Me: “I’m sorry, ma’am, but without your ID I can’t sell to you.”

Supervisor: “Unfortunately, she’s right. It doesn’t matter how old someone is. I saw a guy that had to have been at least seventy trying to purchase beer and I still had to card him.”

Customer: “I guess I’ll just come back with my ID.”

(The customer returns a few minutes later.)

Customer: “Your supervisor’s gone. Can you just pretend like you’re looking at something?”

(The customer then proceeds to hand me a football card.)

Me: “Ma’am, your ID has to be state issued…”

No ID, No Idea, Part 16
No ID, No Idea, Part 15
No ID, No Idea, Part 14

A Dragon Cannot Be Killed By Fire Or Bad Parenting

| Sandusky, OH, USA | Bad Behavior, Family & Kids

(I work at a popular amusement park. A family with children comes in with their children. There are two boys and two girls in a toy gift store.)

Mother: “Okay, you guys can pick one toy each!”

(The one daughter picks a very pink and fluffy stuffed animal, while the boys pick a toy bow and arrow. The youngest girl picks a stuffed dragon.)

Me: “Oh, cool, a dragon!”

Little Girl: *holds up dragon* “Raawwwr!”

Me: “Oh, scary!”

Mother: *pulls dragon out of her hands* “Oh no, sweetheart! Dragons are not for sweet little girls!”

(The mother then shows the little girl a more girly toy and everything pink. Next the little girl picks up a green dog.)

Mother: “No! Little girls like pink! If you don’t get anything pink or girly you can’t get anything at all.”

(The little girl starts crying and then the mother pays for the toys of her other siblings.)

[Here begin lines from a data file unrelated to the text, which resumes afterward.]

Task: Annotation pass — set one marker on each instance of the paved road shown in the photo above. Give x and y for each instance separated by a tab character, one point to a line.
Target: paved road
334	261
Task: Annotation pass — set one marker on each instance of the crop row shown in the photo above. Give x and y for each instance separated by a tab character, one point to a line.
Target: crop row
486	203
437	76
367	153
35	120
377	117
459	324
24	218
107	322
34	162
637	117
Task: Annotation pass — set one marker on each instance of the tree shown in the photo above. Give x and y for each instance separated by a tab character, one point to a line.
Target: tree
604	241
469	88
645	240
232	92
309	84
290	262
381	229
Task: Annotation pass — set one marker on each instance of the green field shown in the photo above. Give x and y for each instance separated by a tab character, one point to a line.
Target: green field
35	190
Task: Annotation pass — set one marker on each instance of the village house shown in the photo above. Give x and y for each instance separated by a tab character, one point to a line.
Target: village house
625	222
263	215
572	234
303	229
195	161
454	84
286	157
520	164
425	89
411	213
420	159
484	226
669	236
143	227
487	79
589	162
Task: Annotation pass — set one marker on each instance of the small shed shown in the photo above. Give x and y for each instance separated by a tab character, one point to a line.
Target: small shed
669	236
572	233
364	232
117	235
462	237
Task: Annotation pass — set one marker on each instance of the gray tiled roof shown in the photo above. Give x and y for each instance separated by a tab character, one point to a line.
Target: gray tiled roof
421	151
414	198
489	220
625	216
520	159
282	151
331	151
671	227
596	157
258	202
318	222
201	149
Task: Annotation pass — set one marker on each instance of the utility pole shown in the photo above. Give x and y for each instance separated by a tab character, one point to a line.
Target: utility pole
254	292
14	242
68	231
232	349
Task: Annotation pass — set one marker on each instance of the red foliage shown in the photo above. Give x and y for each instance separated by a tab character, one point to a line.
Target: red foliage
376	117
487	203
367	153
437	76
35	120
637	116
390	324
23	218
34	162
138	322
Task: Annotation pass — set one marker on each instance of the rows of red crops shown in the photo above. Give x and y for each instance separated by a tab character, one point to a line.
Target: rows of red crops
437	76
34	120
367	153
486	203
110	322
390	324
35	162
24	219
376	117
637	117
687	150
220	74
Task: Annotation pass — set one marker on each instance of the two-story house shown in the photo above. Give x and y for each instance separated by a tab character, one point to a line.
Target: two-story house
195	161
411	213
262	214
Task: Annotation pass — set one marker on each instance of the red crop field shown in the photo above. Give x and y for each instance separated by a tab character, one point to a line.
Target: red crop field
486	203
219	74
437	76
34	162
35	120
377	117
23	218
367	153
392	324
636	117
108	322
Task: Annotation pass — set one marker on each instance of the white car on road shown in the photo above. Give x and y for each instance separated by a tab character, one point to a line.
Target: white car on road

Mother: *to me* “One of these days she will learn her place. Only gay girls like those kind of toys she picked out. I am trying to get her more girly and into pink so she can be straight.”

Me: *stunned silence*

Listening Is The Ticket

| NH, USA | Crazy Requests, Money, Theme Of The Month

(I work at a family amusement park in New Hampshire, where gambling is illegal. We have a fake casino amongst our arcades, but it gives out tickets, not money.)

Guest: “How do I buy these prizes?”

Me: “You have to win tickets from the machine and use them to purchase the prizes.”

Guest: “I can’t just buy them?”

Me: “No, sorry. Game prizes are not for sale.”

(A little later…)

Guest: “I played all these games and I got tickets instead of money! You said I’d get money! Where is my money, you b****?”

Me: “I’m sorry if there was a miscommunication, sir. I said you’d get tickets and that you could use them to get prizes.”

Guest: “Is this a f****** joke?!”

(He threw the tickets in my face, spit on the floor, and stormed out, dragging his very young son after him, who had seen and experienced this whole tantrum.)